La suma recaudada no era poca; serviría para la reconstrucción del hogar destruido.
Aprovecharía la
estancia en la ciudad visitando viejos amigos, para estar con su familia y para
ensayar algo con la orquesta. Como el tiempo no daba para mucho, se comprometió
a dirigir solo una obra. Para el caso, aunque no fuese la más propicia para la
época, eligió la Obertura de la ópera “Las bodas de Fígaro”, de Mozart.
Fragmento insigne, representativo por antonomasia del período clásico europeo,
razonó que eso no podía dejar de gustarle a nadie.
Llegó al país el
día 20 de diciembre. Su hermano Asdrúbal fue a esperarlo al aeropuerto.

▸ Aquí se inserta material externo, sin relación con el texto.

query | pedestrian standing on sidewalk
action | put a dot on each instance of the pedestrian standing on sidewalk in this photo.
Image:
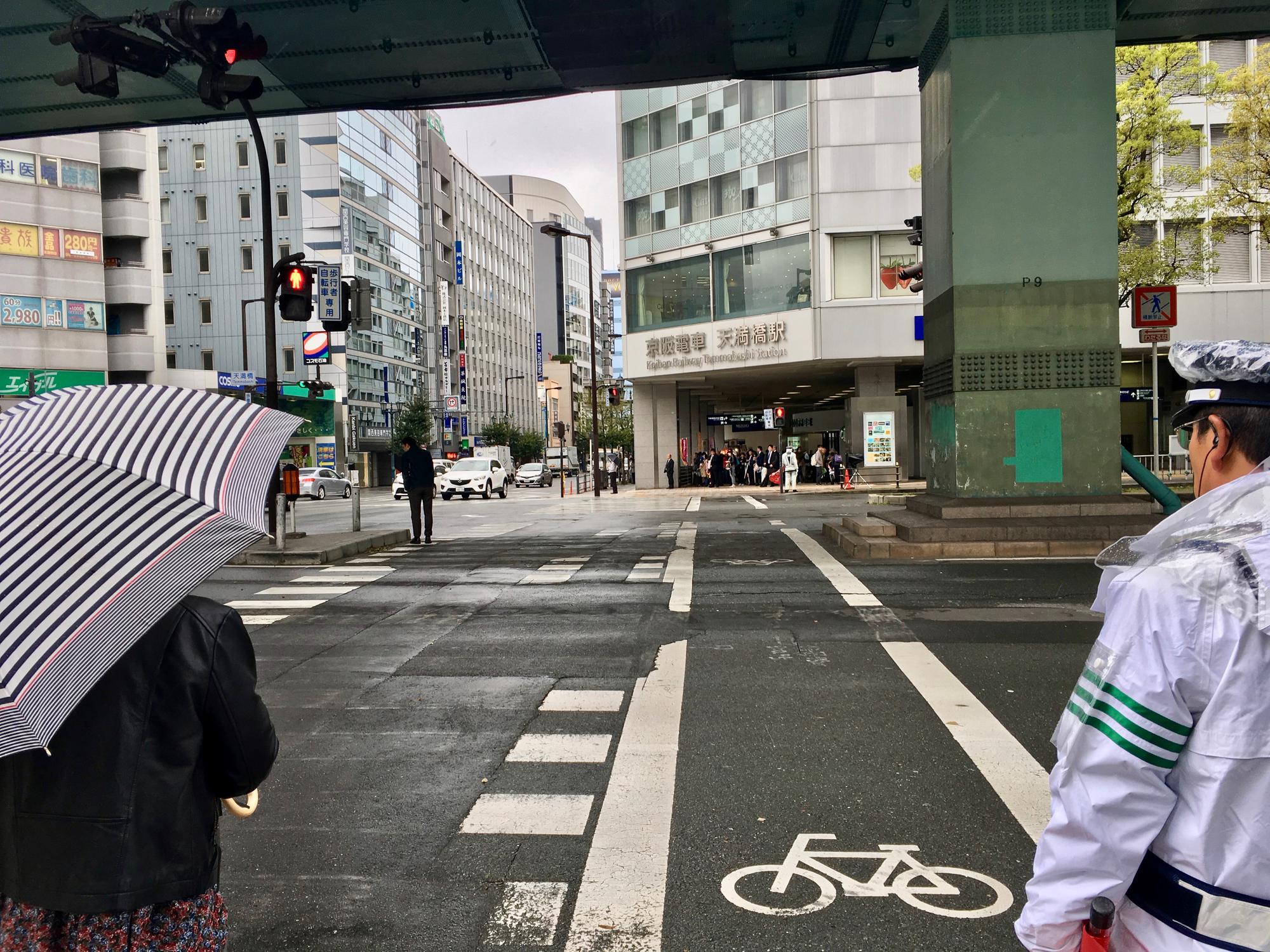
(791, 463)
(173, 727)
(420, 480)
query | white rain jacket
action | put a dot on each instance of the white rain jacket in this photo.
(1165, 743)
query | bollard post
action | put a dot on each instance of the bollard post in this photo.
(280, 536)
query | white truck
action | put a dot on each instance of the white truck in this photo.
(502, 454)
(563, 460)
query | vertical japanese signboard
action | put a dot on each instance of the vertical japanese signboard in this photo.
(879, 439)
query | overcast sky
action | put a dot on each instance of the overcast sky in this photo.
(572, 140)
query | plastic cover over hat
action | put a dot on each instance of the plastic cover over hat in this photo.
(1221, 373)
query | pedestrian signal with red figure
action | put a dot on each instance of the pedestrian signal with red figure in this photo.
(1097, 932)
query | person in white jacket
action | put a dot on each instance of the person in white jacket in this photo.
(789, 463)
(1161, 794)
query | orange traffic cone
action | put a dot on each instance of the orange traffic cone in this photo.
(1097, 932)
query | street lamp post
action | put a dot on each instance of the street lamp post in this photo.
(507, 395)
(559, 232)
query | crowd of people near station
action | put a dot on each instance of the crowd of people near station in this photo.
(744, 466)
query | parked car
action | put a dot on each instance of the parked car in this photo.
(468, 477)
(319, 483)
(534, 475)
(439, 468)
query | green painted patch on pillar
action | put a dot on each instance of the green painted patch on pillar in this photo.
(1038, 446)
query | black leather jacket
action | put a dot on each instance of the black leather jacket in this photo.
(124, 812)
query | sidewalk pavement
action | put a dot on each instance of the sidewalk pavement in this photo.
(321, 549)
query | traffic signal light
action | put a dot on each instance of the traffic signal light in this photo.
(297, 294)
(915, 237)
(912, 275)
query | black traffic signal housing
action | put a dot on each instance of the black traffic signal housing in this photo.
(297, 293)
(912, 275)
(915, 237)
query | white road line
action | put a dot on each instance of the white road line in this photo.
(679, 568)
(623, 894)
(333, 579)
(1022, 784)
(277, 604)
(562, 750)
(852, 590)
(591, 701)
(530, 814)
(309, 591)
(528, 915)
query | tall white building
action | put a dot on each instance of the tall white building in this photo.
(81, 285)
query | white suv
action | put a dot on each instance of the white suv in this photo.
(468, 477)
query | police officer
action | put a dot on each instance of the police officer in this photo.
(1161, 794)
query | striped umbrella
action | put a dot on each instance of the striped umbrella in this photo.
(117, 502)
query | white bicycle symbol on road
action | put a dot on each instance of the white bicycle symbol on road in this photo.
(912, 884)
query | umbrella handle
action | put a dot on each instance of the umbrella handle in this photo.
(236, 808)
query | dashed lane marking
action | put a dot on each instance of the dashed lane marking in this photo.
(528, 915)
(623, 896)
(562, 750)
(530, 814)
(848, 586)
(589, 701)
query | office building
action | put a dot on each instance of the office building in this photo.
(79, 263)
(565, 299)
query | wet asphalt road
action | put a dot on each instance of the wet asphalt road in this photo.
(425, 799)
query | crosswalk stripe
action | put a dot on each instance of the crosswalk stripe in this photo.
(530, 814)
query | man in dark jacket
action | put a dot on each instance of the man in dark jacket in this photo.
(121, 812)
(418, 479)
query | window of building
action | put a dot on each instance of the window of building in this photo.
(791, 93)
(773, 276)
(853, 266)
(726, 195)
(792, 177)
(756, 100)
(895, 255)
(676, 293)
(636, 138)
(638, 216)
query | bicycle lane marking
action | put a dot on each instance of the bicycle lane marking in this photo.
(1014, 774)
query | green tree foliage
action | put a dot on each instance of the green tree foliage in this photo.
(413, 421)
(1151, 131)
(1240, 171)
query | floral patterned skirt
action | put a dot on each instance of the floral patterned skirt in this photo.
(195, 925)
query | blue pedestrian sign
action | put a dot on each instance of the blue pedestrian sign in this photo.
(328, 293)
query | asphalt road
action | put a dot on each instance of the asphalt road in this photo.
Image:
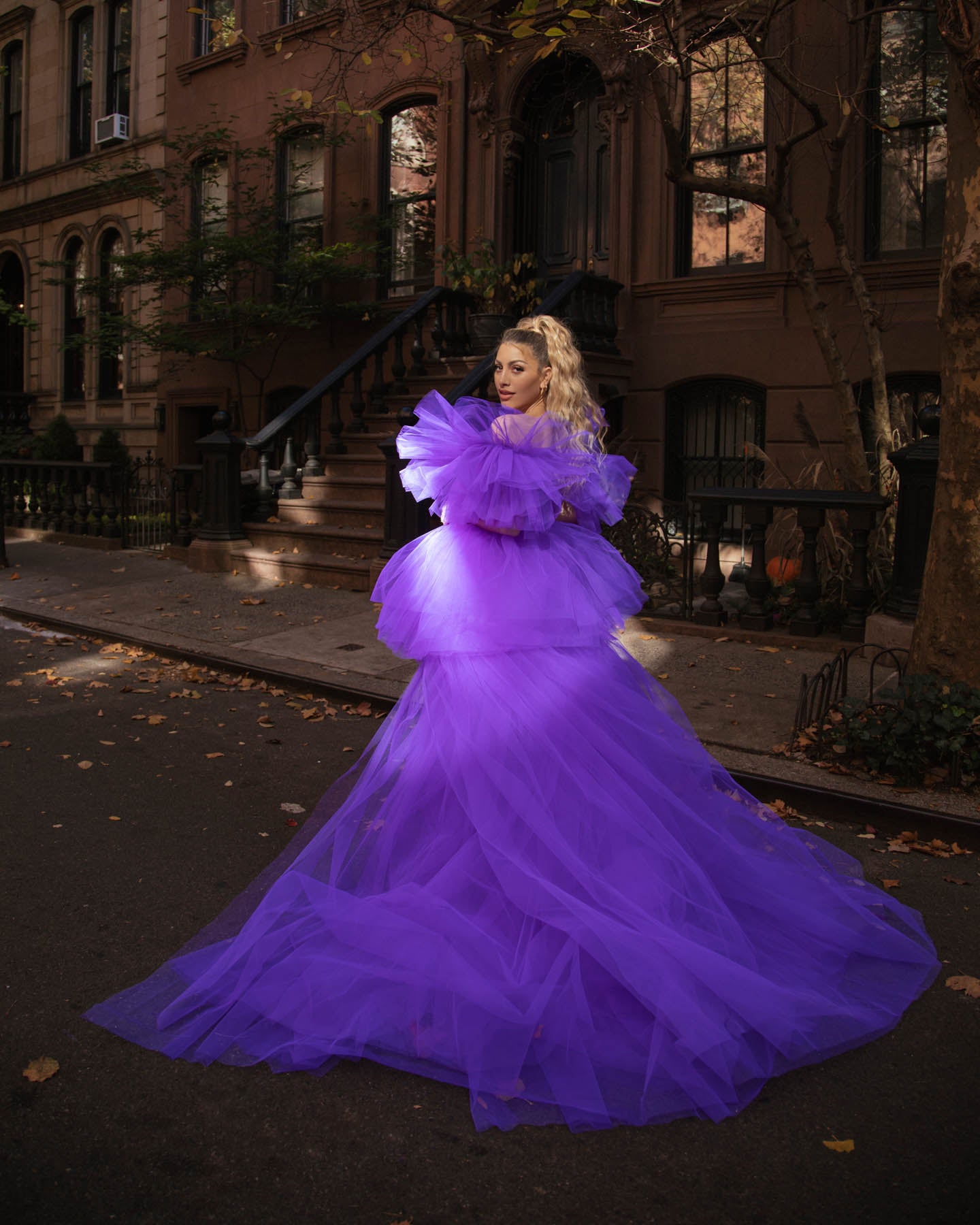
(91, 904)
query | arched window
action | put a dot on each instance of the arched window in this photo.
(12, 332)
(110, 316)
(80, 98)
(906, 184)
(74, 321)
(118, 61)
(727, 140)
(214, 26)
(12, 69)
(906, 395)
(301, 189)
(708, 424)
(408, 195)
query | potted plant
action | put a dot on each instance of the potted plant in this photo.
(500, 292)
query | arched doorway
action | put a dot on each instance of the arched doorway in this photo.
(12, 333)
(563, 197)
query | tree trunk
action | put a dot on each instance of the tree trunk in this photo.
(854, 467)
(946, 638)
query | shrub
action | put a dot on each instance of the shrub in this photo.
(925, 729)
(59, 441)
(110, 447)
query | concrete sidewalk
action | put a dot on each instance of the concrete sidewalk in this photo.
(739, 691)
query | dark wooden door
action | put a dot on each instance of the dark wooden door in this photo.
(564, 214)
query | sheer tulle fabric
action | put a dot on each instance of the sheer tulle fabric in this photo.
(537, 883)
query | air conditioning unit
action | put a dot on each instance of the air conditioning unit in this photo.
(112, 128)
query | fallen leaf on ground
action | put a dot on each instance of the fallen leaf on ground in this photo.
(42, 1068)
(967, 984)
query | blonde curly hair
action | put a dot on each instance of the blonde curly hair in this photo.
(569, 397)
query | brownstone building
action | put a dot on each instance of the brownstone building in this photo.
(82, 86)
(563, 157)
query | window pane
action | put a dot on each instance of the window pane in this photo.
(306, 178)
(728, 232)
(216, 29)
(707, 105)
(913, 188)
(412, 190)
(413, 151)
(212, 199)
(747, 98)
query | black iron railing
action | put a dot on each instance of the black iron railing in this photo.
(811, 508)
(74, 497)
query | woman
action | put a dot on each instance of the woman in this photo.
(536, 882)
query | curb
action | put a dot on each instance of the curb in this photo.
(817, 800)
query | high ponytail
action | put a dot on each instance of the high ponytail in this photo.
(569, 397)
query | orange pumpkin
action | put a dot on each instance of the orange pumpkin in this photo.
(783, 570)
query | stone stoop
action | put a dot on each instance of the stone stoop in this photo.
(332, 534)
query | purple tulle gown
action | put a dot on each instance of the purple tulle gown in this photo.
(536, 882)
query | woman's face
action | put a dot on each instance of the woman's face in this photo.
(519, 378)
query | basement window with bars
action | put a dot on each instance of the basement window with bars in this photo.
(710, 425)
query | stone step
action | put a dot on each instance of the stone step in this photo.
(361, 490)
(352, 575)
(316, 540)
(325, 511)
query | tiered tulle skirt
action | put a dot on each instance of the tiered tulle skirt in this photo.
(539, 886)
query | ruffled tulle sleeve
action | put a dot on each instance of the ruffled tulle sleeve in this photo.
(600, 496)
(477, 470)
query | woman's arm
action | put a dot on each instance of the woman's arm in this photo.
(499, 531)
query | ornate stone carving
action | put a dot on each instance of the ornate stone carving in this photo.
(482, 103)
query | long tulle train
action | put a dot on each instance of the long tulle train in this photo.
(540, 886)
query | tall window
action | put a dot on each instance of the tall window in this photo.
(727, 140)
(908, 144)
(118, 61)
(303, 190)
(906, 396)
(410, 196)
(74, 321)
(80, 101)
(708, 424)
(12, 81)
(110, 316)
(210, 222)
(214, 26)
(12, 333)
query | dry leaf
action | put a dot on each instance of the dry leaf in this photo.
(967, 984)
(42, 1068)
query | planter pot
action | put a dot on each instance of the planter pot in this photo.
(487, 330)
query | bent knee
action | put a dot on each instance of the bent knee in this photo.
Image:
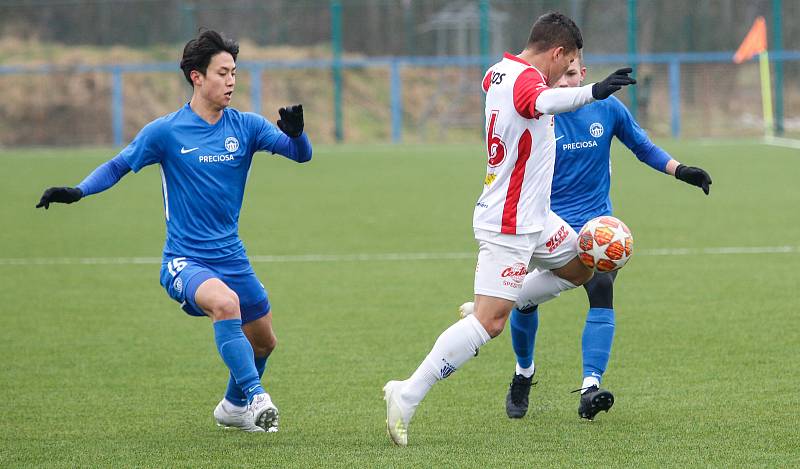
(264, 348)
(494, 327)
(225, 306)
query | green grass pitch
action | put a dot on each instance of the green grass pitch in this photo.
(100, 368)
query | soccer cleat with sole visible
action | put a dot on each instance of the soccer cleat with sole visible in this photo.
(593, 401)
(230, 416)
(517, 397)
(466, 309)
(265, 414)
(397, 418)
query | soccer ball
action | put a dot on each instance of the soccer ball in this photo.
(605, 244)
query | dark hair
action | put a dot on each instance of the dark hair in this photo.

Sabiendo que éste no disponía de un gran presupuesto, Gervasio pagó el taxi
hasta la casa, dejando una generosa propina al conductor. Sin perder mayor
tiempo, luego de instalado con su pequeño núcleo familiar -los padres habían
fallecido hacía años-, los dos días siguientes ensayó toda la tarde con la
orquesta.
El día 23 era la
presentación. La orquesta, que ya tenía ensayada la obra hacía tiempo, bajo la
batuta de Gervasio logró una compaginación perfecta. Su oído absoluto le
permitía escuchar el más mínimo error de algún instrumento; siendo un exquisito
de la afinación, de la pulcritud de las formas así como de la expresividad más
profunda, con pocos ensayos la orquesta logró un nivel de perfección pocas
veces visto. Uno de los violines dijo que resultaba un honor ser dirigido por
un director de ese quilate. “¡Hasta nos pagan por esto!”
Toda la familia de
Asdrúbal, es decir: su esposa y sus dos hijos -que odiaban la música clásica- irían
a la gala. Además de la participación de Gervasio como director invitado, la
presentación de la orquesta contemplaba otras obras, más propicias para la
ocasión: villancicos y tonadas navideñas, alguna música ligera, un samba
brasileño, un tango argentino. Gervasio cerraría la noche. Pero algo pasó ese
mediodía, cuando se disponían a almorzar.
El director sufrió
un paro cardíaco. Tuvo que ser llevado de urgencia a un hospital. Aún en estado
grave, pudo decirle algo a su hermano. Con lágrimas en los ojos, se dirigió a Asdrúbal
explicándole que no podía quedarle mal al público, que hacía años que quería
regarle esto a su ciudad, que desde meses atrás ya había concretado la presentación
de esa noche, y que por favor, “hermanito gemelo, esta noche vas a dirigir
la orquesta”. .
Asdrúbal quedó
petrificado. “¡¿Cómo?! No, Gerva. ¡Imposible! ¿Cómo voy a dirigir yo?”
Con voz
entrecortada, mientras lo llevaban en la camilla, el director alcanzó a decir:
“En mi pantalón azul está el teléfono de U., el contacto. Hay que mover un
poco los brazos ante la orquesta y ya…” No pudo seguir hablando. Las
enfermeras alejaron a Asdrúbal, quien quedó de una sola pieza. Justo en ese
momento sonó su teléfono. Era U., el empresario de la ciudad que había
arreglado los contactos. Con voz melosa preguntó: “Usted perdone, pero como
su hermano me dejó su número, y yo lo llamé varias veces a Gervasio sin
respuesta, pensé que algo había pasado. ¿Está él por ahí?”
Resuelto, sin
pensarlo dos veces, Asdrúbal respondió con firmeza: “Sí, es que mi hermano
ahora no puede atender, pero ya confirmó que hoy estará por allá”. Casi con
picardía, agregó: “Me dijo que por nada del mundo querría fallar”. “Perfecto,
de acuerdo. Lo esperamos a la hora convenida. Y usted, por supuesto, también
está invitado”, agregó con cortesía el administrador.
Asdrúbal quedó
mareado. Entre el estado de salud de su hermano y el compromiso que acaba de
tomar, sentía que la vida le iba a estallar. Pensó en salir corriendo, pero…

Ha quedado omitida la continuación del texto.